Economists prognosticate; the big brokerage firms make their rosy forecasts; and your uncle shares his doomsday predictions at holiday dinners. Everyone has their ideas about what 2022 will bring. As consultants to the commercial real estate industry, we handle thousands of diverse CRE projects each year for lenders, investors, corporate occupiers, and developers—we see a lot. Based on that perspective, here’s our outlook for 2022, along with some resources to help you prepare for a successful year.

ESG Promises: Private equity firms have enjoyed robust fund raising, and many are making significant ESG commitments along the way. ESG ratings such as GRESB are now an integral part of private equity’s pitch to capital managers, and of course competitive real estate managers want to win!  So ESG is now very important not only for moral imperatives or political reasons, but for competitive reasons as well.

As a result, we are seeing ESG treated as a serious matter during due diligence and decarbonization projects in asset management. Our energy practice is seeing ESG-driven enthusiasm around solar and energy efficiency projects for the sake of fulfilling ESG commitments. The good news is that the vast majority of these project also have a reasonable return on investment and help real estate assets achieve a greener image. Judge for yourself—click here to review a few case studies.
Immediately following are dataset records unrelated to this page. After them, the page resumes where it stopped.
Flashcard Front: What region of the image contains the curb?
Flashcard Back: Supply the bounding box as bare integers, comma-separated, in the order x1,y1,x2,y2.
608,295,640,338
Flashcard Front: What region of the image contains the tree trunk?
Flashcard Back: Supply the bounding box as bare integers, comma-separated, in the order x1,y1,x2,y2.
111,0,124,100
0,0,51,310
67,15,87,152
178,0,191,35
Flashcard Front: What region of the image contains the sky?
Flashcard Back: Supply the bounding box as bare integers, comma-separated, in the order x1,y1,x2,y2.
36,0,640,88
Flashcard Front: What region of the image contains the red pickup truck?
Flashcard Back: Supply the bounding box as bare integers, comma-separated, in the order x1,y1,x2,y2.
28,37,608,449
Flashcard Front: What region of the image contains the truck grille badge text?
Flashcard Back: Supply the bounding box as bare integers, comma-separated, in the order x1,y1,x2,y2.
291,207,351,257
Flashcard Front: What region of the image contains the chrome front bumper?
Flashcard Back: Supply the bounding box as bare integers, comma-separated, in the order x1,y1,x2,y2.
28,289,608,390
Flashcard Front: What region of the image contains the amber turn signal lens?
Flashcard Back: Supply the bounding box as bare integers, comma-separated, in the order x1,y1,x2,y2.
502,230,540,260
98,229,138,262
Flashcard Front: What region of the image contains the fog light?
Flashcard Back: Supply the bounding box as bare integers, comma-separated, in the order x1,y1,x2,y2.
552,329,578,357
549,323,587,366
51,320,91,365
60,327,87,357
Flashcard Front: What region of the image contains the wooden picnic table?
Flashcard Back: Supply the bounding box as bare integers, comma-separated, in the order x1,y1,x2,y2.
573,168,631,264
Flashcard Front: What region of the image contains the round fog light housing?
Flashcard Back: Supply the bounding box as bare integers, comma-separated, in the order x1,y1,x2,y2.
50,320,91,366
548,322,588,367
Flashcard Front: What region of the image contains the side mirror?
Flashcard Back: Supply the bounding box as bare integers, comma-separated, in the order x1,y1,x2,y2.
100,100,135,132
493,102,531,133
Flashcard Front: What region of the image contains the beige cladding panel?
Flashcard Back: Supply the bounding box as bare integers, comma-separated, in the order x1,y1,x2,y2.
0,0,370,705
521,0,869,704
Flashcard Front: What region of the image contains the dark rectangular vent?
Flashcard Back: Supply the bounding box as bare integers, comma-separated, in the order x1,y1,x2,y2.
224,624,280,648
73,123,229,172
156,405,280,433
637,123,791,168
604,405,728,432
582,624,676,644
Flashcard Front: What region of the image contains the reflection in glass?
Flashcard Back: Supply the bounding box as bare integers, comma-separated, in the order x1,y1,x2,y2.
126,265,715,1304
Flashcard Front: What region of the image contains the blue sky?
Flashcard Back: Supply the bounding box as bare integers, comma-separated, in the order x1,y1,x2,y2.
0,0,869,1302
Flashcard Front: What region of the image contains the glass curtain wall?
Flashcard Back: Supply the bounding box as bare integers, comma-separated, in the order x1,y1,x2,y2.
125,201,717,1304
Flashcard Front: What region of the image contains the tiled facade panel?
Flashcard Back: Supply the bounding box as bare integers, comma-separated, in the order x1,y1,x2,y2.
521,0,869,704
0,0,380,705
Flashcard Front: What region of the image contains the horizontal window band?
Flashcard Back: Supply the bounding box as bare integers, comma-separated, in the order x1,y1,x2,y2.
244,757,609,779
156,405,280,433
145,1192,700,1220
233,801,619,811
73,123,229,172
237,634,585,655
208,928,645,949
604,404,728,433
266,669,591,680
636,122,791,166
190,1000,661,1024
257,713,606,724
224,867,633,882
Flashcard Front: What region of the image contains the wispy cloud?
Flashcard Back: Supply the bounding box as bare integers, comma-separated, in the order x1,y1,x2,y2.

Construction Headwinds Continue: Project volume remains strong, but supply chain issues, market volatility, and cost overruns will continue to be challenging. Lenders with plenty of appetite for construction lending are looking to mitigate risk in this environment; however, in search of rates, many fund lenders are willing to entertain riskier opportunities if they can quantify and understand the risk. Construction risk management consulting offers expert perspective and dedicated resources towards this end, and in the case of on-risk products such as completion commitments or project completion insurance, can even distribute some of the risk away from the lender.

Also, for lenders interested in the state-of-the-art risk management techniques, join your peers in an ongoing discussion of construction challenges and solutions at the CLRM Roundtable.

Changes in Environmental Due Diligence: For the first time in more than a decade, there have been big changes to the standard scope of work for Phase I Environmental Site Assessments. The ASTM E1527-21 standard goes live on 1/1/2022. The new standard includes changes to historic research and title search requirements as well as revised definitions and more. You can read up on the changes here or watch a webinar for more discussion. The new standard does not include PFAS as a recognized environmental condition but acknowledges the growing concern about PFAS by adding it to the list of “non-scope issues” that a user may want to evaluate as a business risk, as is commonly done with asbestos and mold.

New Focus for Agency Lending: FHFA set the 2022 caps at $156 Billion for Fannie Mae and Freddie Mac combined, with 50% of that required to be mission-driven affordable housing. But there’s a twist this year: loans that finance energy or water efficiency improvements—Fannie Mae’s Green Rewards and Freddie Mac’s Green Up/Green Up Plus programs—qualify as mission-driven if the improvements are for units affordable at or below 60 percent of AMI, and borrowers will achieve a minimum 30% reduction in energy and water consumption.

Data-Driven Asset Management: The CRE industry is behind on technology, but we see a lot of clients interested in improving.   Reactive asset management, with its related overspending and delays, is so 2021.  As tighter margins create pressure on asset managers to meet income projections, savvy portfolio managers use data to build proactive management programs for building systems such as roofs, HVAC, and plumbing. This data-driven, proactive approach results in lower maintenance costs and capital expenses, as well as fewer disruptions to operations and/or tenants. For a discussion of how proactive management can save money on roofing expenses, for example, view this webinar.

High Volume and Supply Constraints: High volume tested the CRE due diligence supply chain this fall.   The high volume of institutional transactions puts extra pressure on the high-end of the supply chain as institutional clients demand more experienced and credentialed professionals, and these professionals are hard to develop quickly.  Ever increasing institutional ownership will continue to pressure this segment of the market.